ボストンに帰るという表現は自分にスッと入ってくるフレーズだ。それもそのはず。ボストンは私が育った大切な思い出が詰まった街なのだ。といっても留学生のように志高く向かった先ではない。よくある親の仕事の都合というやつだった。

この街が育んでくれたのは美術との出会いと美術への愛情だった。初めてボストン美術館に連れて行ったもらった時はまだストローラーに乗せられていた頃。子供特有の低い角度からモネの「ラ・ジャポネーズ」を見上げた時の感覚は今でも確かに覚えていて、思えばその時に私は美術史の道を進む運命を確信していたんじゃないかとすら思う。
土曜日の朝に連れて行ったもらうことが多かったのは、ドーナツ発祥の地ボストンでは飴ちゃんの感覚で無料ドーナツが提供されるドーナツ天国だからだ。ドーナツは私のソウルフードと言っても過言ではない。そしてその無料ドーナツは美術館でも同じでエントランスのある一角でもらうことができたのだ。お気に入りはチョコレートがかかったシンプルなやつ。ここで両親と展示作品を堪能したあとにドーナツを頬張る時間が好きだった。

初めての経験からしか得られない衝撃や感動があるのだとしたら、絵を見てその世界観に引き込まれる感覚を体験したのがボストン美術館だった。当時5歳だった自分は絵が好きとかいう崇高なものではなく、作品と対面することで得られる感情が好きだったのだと思う。私が迷わず高校や大学の進路を決めるときに美術史が自分の心の真ん中にあったのはこのボストン美術館での体験が忘れられなかったからだ。


大学院と歩まなかった道と今

大学では迷わず美術史を専攻できる美学芸術学科を選んだ。他に行きたい学部などあるわけがなく、内部進学なのに第一志望しか入れなかったら、当時の担任の先生に呼び出しを食らった。結果第一志望に合格したから良かったものの、私は美術史が勉強できないのならあの学校に行く意味はないとすら思っていた。猪突猛進というかなんと言うか、決断が早く、こう思ったらこうする!という謎の意思の硬さを持った高校生だった。

大学4年間は今でも胸を張って頑張っていたと言えるくらい楽しい毎日だった。一般教養科目を取らず、専門科目をメインに構成した私の単位たちは、いわば朝から晩まで好きな教科しかない状態。こんな楽しいことがあるのだろうか。早々と卒業必須単位を取り切り、京都の大学コンソーシアムという単位交換システムを駆使して京都市立芸大まで面白い授業先生を追っかけて日本美術史を学び、西洋建築史の基礎を知りたくて京都女子大に通い、頼み込んで大学院生の授業にこっそり入れてもらったことすらあった。在学中はスタンフォードの東洋建築史の聴講生もやったり…文字通り好奇心に素直に手あたり次第真正面から飛び込んでいた。

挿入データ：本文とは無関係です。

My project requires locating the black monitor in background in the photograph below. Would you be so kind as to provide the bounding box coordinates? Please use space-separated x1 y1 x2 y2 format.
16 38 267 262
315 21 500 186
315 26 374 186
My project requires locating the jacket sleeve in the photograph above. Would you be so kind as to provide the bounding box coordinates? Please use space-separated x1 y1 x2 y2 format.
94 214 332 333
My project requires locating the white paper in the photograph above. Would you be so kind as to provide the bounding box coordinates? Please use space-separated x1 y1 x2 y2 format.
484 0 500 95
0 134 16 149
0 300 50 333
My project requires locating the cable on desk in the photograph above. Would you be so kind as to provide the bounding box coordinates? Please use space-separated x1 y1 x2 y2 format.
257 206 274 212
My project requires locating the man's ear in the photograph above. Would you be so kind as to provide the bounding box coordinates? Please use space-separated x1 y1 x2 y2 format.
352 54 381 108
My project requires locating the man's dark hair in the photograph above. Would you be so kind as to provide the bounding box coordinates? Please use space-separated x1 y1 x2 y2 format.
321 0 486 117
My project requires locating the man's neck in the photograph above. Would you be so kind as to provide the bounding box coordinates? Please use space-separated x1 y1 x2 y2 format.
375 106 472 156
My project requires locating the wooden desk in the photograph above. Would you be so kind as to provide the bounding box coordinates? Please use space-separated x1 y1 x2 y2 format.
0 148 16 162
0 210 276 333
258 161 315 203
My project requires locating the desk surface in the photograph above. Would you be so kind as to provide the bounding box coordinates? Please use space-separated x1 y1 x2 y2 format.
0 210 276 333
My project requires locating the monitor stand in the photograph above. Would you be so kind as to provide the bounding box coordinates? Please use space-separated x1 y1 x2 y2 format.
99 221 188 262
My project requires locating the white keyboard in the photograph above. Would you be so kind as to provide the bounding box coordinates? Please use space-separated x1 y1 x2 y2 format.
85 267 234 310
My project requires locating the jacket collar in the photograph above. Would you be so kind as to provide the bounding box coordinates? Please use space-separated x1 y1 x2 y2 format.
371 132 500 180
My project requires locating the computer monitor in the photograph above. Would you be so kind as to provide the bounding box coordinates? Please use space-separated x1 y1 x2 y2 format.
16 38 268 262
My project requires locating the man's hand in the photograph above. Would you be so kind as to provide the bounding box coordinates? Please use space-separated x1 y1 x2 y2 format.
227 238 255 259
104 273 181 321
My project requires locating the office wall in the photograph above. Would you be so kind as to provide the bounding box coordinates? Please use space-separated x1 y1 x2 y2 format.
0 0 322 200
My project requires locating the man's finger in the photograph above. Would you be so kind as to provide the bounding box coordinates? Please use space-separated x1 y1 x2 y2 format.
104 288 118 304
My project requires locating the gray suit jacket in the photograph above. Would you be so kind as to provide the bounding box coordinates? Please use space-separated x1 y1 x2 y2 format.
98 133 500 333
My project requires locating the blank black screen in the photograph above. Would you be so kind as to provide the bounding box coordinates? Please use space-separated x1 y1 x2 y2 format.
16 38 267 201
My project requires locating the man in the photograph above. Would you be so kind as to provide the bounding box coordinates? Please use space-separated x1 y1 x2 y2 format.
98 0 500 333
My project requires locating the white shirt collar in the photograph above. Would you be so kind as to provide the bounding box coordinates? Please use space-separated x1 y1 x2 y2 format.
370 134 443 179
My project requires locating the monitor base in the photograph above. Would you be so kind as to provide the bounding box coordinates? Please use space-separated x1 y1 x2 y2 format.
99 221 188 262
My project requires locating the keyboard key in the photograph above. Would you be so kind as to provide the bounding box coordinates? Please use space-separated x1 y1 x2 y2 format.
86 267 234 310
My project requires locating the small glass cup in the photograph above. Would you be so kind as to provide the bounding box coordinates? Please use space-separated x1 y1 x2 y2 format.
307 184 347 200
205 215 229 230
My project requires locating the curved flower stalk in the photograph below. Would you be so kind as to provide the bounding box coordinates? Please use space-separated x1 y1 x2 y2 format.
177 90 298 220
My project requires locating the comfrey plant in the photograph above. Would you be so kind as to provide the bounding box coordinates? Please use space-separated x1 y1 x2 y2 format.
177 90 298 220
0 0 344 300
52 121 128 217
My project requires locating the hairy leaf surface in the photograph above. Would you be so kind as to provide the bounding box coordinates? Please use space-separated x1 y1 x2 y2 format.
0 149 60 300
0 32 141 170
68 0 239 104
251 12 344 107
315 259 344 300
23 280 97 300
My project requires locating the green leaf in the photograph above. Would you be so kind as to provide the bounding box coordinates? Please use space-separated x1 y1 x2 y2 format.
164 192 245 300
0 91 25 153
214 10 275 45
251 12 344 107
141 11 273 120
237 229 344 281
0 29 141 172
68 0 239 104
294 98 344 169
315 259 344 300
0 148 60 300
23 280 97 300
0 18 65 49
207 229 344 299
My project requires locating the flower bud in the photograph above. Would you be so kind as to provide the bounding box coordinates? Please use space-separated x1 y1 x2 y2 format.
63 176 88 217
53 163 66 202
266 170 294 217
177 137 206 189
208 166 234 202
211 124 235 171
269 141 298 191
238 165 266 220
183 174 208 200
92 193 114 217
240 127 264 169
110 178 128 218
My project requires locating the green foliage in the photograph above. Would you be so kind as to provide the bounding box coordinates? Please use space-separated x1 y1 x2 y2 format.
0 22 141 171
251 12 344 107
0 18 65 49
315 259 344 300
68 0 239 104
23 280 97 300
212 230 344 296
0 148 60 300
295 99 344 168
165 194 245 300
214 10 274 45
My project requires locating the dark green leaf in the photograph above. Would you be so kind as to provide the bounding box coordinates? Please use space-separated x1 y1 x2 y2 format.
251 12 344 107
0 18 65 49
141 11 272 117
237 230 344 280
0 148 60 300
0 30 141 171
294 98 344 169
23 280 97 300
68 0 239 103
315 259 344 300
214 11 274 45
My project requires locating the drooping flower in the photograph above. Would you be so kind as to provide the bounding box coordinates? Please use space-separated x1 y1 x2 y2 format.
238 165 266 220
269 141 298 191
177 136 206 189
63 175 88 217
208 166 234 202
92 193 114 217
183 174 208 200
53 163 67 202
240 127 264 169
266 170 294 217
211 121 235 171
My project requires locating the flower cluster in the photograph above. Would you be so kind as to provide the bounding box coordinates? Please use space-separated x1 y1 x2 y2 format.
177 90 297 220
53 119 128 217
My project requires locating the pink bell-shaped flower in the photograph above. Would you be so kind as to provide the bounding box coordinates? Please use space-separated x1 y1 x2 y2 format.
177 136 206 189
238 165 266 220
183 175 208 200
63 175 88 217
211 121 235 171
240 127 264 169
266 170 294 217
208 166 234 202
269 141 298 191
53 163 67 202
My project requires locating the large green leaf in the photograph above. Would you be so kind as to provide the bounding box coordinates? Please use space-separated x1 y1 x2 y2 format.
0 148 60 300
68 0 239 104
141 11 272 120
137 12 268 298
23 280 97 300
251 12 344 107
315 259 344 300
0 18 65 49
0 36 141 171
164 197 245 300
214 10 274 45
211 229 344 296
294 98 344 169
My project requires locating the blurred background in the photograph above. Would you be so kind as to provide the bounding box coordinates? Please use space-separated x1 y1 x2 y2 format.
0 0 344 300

そんな状態だったから大学院進学は当たり前のように頭にあったし、そのつもりで就活そっちのけで院試の勉強をしていた。そして合格をいただいたのだが、実は私は院に進まなかった。人生でやり直したいポイントがあるとしたらここだ。理由は院試と同時期に美術展企画運営をしている会社から声をかけてもらったからだった。この時ほど悩んだことはないと思う。卒論も仕上げないといけないのに、どっちにすべきか迷っていた。大学院に進学したとしても学芸員の道は厳しいのは目に見えていた。私が選んだのは就職だった。ここだったら学芸員と同じような仕事をオン・ジョブ・トレーニングのような形で身に着けることができる、そう思ったのだった。

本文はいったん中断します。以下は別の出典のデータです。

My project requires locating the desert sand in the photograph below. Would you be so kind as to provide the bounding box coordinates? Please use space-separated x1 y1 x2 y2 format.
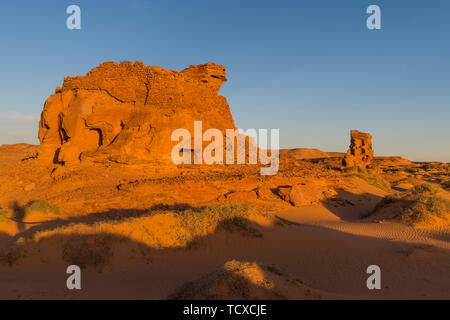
0 63 450 299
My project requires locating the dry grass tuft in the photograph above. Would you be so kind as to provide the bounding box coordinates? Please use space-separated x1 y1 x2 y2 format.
343 167 391 190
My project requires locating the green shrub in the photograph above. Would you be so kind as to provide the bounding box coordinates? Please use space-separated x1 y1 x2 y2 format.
441 180 450 190
176 205 261 237
0 209 9 222
410 183 442 195
343 167 391 190
400 196 450 224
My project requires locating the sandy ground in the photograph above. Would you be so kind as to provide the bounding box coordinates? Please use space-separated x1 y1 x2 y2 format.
0 145 450 299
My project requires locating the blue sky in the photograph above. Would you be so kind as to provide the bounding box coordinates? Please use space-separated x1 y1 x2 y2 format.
0 0 450 162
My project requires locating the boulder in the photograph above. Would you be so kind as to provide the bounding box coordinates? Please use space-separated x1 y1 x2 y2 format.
278 180 337 207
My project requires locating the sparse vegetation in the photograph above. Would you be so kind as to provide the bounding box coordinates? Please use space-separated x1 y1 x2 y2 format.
441 180 450 190
15 200 61 221
0 209 9 222
400 196 450 224
343 167 391 190
410 183 442 195
177 205 262 246
370 188 450 225
61 235 113 268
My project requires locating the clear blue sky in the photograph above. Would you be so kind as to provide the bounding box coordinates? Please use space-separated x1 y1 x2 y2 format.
0 0 450 162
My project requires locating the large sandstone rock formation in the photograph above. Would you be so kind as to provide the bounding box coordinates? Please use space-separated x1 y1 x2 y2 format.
343 130 373 168
39 61 236 163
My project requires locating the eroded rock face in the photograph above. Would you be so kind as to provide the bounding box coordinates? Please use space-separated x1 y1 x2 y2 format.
278 180 337 207
39 61 236 163
342 130 373 168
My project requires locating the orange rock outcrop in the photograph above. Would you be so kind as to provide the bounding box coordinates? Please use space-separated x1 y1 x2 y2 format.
39 61 236 164
342 130 373 168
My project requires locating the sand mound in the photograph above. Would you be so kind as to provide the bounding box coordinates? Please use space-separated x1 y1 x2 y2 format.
371 184 450 227
0 203 275 268
168 260 322 300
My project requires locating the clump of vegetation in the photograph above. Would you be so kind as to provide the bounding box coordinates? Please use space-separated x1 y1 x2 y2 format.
15 200 61 221
0 209 9 222
343 167 391 190
374 193 402 211
0 245 26 267
176 205 268 243
410 183 442 195
61 235 113 269
422 163 450 173
370 189 450 225
441 180 450 190
400 196 450 225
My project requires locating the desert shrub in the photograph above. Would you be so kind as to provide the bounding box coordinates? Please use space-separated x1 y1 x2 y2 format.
61 235 113 269
176 205 262 242
422 163 450 173
16 200 61 220
441 180 450 190
0 246 26 267
410 183 442 195
343 167 391 189
374 193 402 211
0 209 9 222
400 196 450 224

結局その会社には1年半在籍した。いろいろあって辞めることになったのだが、美術展のビジネススキームからリサーチ、プレゼン、等々、かなり経験させてもらった。

その後の仕事もアートに携わるんだという自分の中の意思(もはや意地?)をもってキャリアを積んできたがやっぱり自分の中に残っていたのはもっと勉強したいという欲だった。

Project Zeroとコロナ禍と出会い

社会人12年目の時に新型コロナによって世界が変わった。エンタメ業界に身を置いていたこともあり、最初の一年は不要不急というレッテルを貼られてしまったため、お先真っ暗状態に陥った。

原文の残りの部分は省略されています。